其中核心的部分在于cli.parseParameters(args)

/**
     * Parses the command line arguments and starts the requested action.
     *
     * @param args command line arguments of the client.
     * @return The return code of the program
     */
    public int parseParameters(String[] args) {

        // check for action
        if (args.length < 1) {
            CliFrontendParser.printHelp();
            System.out.println("Please specify an action.");
            return 1;
        }

        // get action
        String action = args[0];

        // remove action from parameters
        final String[] params = Arrays.copyOfRange(args, 1, args.length);

        // do action
        switch (action) {
            case ACTION_RUN:
                return run(params);
            case ACTION_LIST:
                return list(params);
            case ACTION_INFO:
                return info(params);
            case ACTION_CANCEL:
                return cancel(params);
            case ACTION_STOP:
                return stop(params);
            case ACTION_SAVEPOINT:
                return savepoint(params);
            case "-h":
            case "--help":
                CliFrontendParser.printHelp();
                return 0;
            case "-v":
            case "--version":
                String version = EnvironmentInformation.getVersion();
                String commitID = EnvironmentInformation.getRevisionInformation().commitId;
                System.out.print("Version: " + version);
                System.out.println(!commitID.equals(EnvironmentInformation.UNKNOWN) ? ", Commit ID: " + commitID : "");
                return 0;
            default:
                System.out.printf("\"%s\" is not a valid action.\n", action);
                System.out.println();
                System.out.println("Valid actions are \"run\", \"list\", \"info\", \"savepoint\", \"stop\", or \"cancel\".");
                System.out.println();
                System.out.println("Specify the version option (-v or --version) to print Flink version.");
                System.out.println();
                System.out.println("Specify the help option (-h or --help) to get help on the command.");
                return 1;
        }
    }

根据第一个参数作为action，调用不同的方法。jar包的运行的入参是run，往下看run方法。
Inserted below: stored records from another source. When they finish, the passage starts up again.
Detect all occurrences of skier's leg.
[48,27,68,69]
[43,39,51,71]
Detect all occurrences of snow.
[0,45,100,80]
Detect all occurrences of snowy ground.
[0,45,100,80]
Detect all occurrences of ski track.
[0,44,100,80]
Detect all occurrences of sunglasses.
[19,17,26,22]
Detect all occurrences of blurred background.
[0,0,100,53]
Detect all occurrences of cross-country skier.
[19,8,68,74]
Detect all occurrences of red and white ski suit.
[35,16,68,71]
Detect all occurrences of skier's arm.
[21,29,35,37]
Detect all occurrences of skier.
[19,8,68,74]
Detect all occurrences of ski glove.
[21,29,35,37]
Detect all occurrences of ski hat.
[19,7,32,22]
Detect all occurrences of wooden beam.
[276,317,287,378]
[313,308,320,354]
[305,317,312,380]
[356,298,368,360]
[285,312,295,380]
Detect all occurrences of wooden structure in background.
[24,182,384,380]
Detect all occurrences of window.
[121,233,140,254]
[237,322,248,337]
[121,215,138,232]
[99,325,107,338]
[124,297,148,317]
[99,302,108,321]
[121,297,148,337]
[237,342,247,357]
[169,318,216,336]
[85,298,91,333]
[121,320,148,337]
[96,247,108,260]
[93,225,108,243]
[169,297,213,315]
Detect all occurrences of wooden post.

protected void run(String[] args) throws Exception {
		LOG.info("Running 'run' command.");

		final Options commandOptions = CliFrontendParser.getRunCommandOptions();

		final Options commandLineOptions = CliFrontendParser.mergeOptions(commandOptions, customCommandLineOptions);

		final CommandLine commandLine = CliFrontendParser.parse(commandLineOptions, args, true);

		final RunOptions runOptions = new RunOptions(commandLine);

		// evaluate help flag
		if (runOptions.isPrintHelp()) {
			CliFrontendParser.printHelpForRun(customCommandLines);
			return;
		}

		if (runOptions.getJarFilePath() == null) {
			throw new CliArgsException("The program JAR file was not specified.");
		}

		//创建一个实例：PackagedProgram, 封装入口类、jar文件、classpath路径、用户配置参数
		final PackagedProgram program;
		try {
			LOG.info("Building program from JAR file");
			program = buildProgram(runOptions);
		}
		catch (FileNotFoundException e) {
			throw new CliArgsException("Could not build the program from JAR file.", e);
		}

		final CustomCommandLine<?> customCommandLine = getActiveCustomCommandLine(commandLine);

		try {
			runProgram(customCommandLine, commandLine, runOptions, program);
		} finally {
			program.deleteExtractedLibraries();
		}
	}

核心代码主要是runProgram(customCommandLine, commandLine, runOptions, program);
而runProgram中调用了executeProgram(program, client, userParallelism);这个函数，这个函数主要是与JobManager进行交互。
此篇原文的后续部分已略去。